Pensez-vous qu’il existe encore de la place dans les imaginaires pour un vrai lien au merveilleux ? Pas seulement pour un concept à la mode ?
Je pense qu’il y aura toujours de la place pour le merveilleux dans nos imaginaires : si certains concepts peuvent effectivement sembler liés à des effets de mode – je ne doute ainsi pas un seul instant qu’on m’accusera de surfer sur la vague de la mode des sorcières, sans se rendre compte que la première version de mon essai est antérieure à ce renouveau de la figure -, ils disent toujours fondamentalement quelque chose d’important sur nous-mêmes ou sur notre société… comme chaque mode, finalement.

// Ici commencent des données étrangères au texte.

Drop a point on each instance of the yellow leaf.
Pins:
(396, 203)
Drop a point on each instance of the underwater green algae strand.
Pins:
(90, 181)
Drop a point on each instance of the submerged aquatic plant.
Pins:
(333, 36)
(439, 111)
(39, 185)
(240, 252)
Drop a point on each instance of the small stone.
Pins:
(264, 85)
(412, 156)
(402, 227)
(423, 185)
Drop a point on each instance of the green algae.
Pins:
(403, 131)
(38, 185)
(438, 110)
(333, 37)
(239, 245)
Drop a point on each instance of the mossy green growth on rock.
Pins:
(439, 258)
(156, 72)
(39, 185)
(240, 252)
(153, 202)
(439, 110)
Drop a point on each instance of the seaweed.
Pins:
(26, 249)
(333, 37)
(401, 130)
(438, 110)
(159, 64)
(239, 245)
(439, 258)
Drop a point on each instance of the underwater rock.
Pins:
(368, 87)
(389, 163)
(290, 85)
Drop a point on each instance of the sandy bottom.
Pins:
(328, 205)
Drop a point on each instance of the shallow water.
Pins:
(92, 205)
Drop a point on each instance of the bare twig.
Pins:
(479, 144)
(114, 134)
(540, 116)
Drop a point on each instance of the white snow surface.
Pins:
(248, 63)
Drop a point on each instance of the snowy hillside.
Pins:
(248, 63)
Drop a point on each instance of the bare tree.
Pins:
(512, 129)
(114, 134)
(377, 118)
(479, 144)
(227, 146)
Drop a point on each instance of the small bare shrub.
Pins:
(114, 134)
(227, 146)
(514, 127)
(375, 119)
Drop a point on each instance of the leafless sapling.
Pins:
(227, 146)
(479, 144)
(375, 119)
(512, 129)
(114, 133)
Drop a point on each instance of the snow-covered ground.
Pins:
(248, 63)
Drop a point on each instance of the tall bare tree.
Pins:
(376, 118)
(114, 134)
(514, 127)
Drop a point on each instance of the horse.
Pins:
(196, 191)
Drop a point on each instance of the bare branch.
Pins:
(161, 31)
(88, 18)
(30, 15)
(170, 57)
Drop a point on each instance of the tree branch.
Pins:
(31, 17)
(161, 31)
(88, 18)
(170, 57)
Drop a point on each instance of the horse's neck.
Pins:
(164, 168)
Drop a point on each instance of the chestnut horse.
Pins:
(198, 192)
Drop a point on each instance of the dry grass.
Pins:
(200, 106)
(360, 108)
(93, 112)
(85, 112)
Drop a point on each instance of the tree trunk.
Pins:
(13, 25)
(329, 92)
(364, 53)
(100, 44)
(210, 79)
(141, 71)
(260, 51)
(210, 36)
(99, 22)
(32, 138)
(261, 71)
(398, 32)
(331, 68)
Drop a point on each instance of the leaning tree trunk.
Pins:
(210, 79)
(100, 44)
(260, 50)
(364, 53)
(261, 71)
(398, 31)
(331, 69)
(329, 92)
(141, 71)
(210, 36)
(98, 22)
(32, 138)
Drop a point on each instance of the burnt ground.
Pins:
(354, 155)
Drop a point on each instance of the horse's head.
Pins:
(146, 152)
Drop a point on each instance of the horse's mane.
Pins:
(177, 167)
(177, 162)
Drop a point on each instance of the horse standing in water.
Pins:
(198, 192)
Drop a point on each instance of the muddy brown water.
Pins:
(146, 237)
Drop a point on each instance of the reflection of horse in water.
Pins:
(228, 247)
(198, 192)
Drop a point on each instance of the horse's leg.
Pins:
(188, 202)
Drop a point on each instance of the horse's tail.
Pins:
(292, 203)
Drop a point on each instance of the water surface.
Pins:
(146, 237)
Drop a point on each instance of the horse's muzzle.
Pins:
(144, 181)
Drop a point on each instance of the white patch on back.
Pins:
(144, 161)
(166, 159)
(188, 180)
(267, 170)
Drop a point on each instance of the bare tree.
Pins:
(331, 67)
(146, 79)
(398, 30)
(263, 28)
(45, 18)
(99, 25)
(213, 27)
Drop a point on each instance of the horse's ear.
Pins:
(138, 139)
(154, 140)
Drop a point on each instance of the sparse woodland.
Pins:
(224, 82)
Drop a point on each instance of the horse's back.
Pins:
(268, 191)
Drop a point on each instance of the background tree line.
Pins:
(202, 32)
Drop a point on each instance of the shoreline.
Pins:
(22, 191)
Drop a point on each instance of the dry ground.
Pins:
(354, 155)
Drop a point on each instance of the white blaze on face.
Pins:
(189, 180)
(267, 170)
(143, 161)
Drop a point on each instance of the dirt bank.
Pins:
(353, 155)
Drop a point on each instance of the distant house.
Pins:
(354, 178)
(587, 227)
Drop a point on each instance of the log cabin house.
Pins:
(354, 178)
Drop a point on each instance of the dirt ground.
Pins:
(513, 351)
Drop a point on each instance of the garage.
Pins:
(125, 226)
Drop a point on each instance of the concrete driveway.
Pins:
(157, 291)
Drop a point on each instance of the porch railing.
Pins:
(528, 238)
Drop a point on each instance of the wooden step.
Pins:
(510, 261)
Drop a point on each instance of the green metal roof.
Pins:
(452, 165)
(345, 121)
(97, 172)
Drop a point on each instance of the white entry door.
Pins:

Cette aspiration à l’imaginaire qui envahit nos écrans aujourd’hui et fait par exemple des geeks, figures méprisées dans les années 80, des figures presque banales aujourd’hui, montre bien que le merveilleux (peu importe qu’il soit scientifique, féérique…) finit toujours par s’imposer, d’une manière ou d’une autre. Et si l’on peut bien évidemment regretter le caractère éminemment commercial de la déclinaison ad libitum de certains concepts, je garderai personnellement toujours espoir de voir ce merveilleux prendre de nouvelles formes, qui me révèleront, en creux, les évolutions sociales que je n’aurai pas toujours pris le temps d’observer, toute noyée que je le suis dans la rapidité de circulation des informations ou dans les obligations de mon quotidien d’enseignante.